In December 2018, Priv.-Doz. Dr. Marco Deluca, who has been researching at the Materials Center Leoben (MCL) for 10 years, received an ERC Consolidator Grant endowed with € 2 million for the research of novel energy storage devices with highest efficiency in the framework of the project "CITRES - Chemistry and interface tailored lead-free relaxor thin films for energy storage capacitors".

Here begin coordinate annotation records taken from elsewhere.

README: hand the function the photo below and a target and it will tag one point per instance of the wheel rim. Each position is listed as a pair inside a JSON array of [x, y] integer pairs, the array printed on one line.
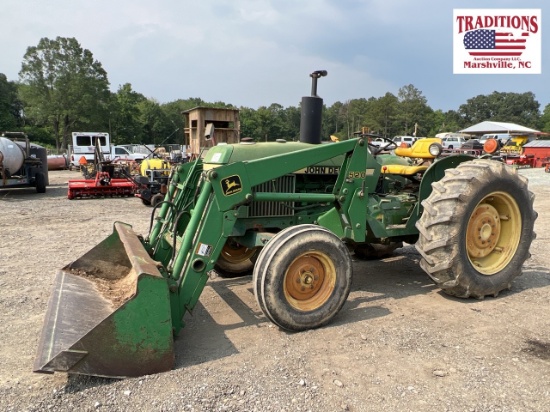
[[309, 281], [233, 252], [493, 233]]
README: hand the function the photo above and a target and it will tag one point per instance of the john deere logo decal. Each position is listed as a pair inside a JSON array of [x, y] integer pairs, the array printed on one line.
[[231, 185]]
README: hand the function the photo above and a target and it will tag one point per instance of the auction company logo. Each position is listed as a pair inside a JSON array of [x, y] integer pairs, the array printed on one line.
[[504, 41]]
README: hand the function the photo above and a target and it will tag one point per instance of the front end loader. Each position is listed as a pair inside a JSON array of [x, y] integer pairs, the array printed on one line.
[[290, 213]]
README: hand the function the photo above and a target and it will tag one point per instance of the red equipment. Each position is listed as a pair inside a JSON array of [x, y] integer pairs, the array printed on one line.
[[102, 185]]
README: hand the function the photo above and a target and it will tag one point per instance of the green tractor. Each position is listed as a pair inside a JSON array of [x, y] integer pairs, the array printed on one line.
[[291, 213]]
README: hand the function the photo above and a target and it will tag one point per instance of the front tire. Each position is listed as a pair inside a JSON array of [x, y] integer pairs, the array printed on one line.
[[235, 260], [476, 229], [302, 277]]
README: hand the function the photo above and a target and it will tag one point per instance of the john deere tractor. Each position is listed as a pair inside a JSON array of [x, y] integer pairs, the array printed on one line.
[[292, 213]]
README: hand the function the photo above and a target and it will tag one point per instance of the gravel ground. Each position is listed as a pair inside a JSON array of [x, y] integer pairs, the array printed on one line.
[[398, 343]]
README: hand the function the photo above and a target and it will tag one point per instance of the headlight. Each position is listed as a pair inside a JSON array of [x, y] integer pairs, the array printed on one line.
[[435, 149]]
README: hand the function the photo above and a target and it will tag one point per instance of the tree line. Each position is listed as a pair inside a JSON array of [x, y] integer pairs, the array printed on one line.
[[62, 88]]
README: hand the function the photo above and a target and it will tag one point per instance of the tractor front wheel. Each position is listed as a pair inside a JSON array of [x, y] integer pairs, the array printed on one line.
[[476, 229], [302, 277], [235, 260]]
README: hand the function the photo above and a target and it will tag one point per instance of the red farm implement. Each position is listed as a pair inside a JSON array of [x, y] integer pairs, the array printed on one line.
[[102, 185]]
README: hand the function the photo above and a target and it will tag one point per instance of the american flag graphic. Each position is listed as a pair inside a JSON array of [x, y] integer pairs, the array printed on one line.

Within the framework of CITRES, special material combinations based on thin layers of new ceramic materials will be investigated during the next five years. With these new materials, considerably more energy can be stored per volume than with all previously known ceramic materials, i.e. batteries of the same size can store considerably more energy and batteries with the same storage capacity can become considerably smaller.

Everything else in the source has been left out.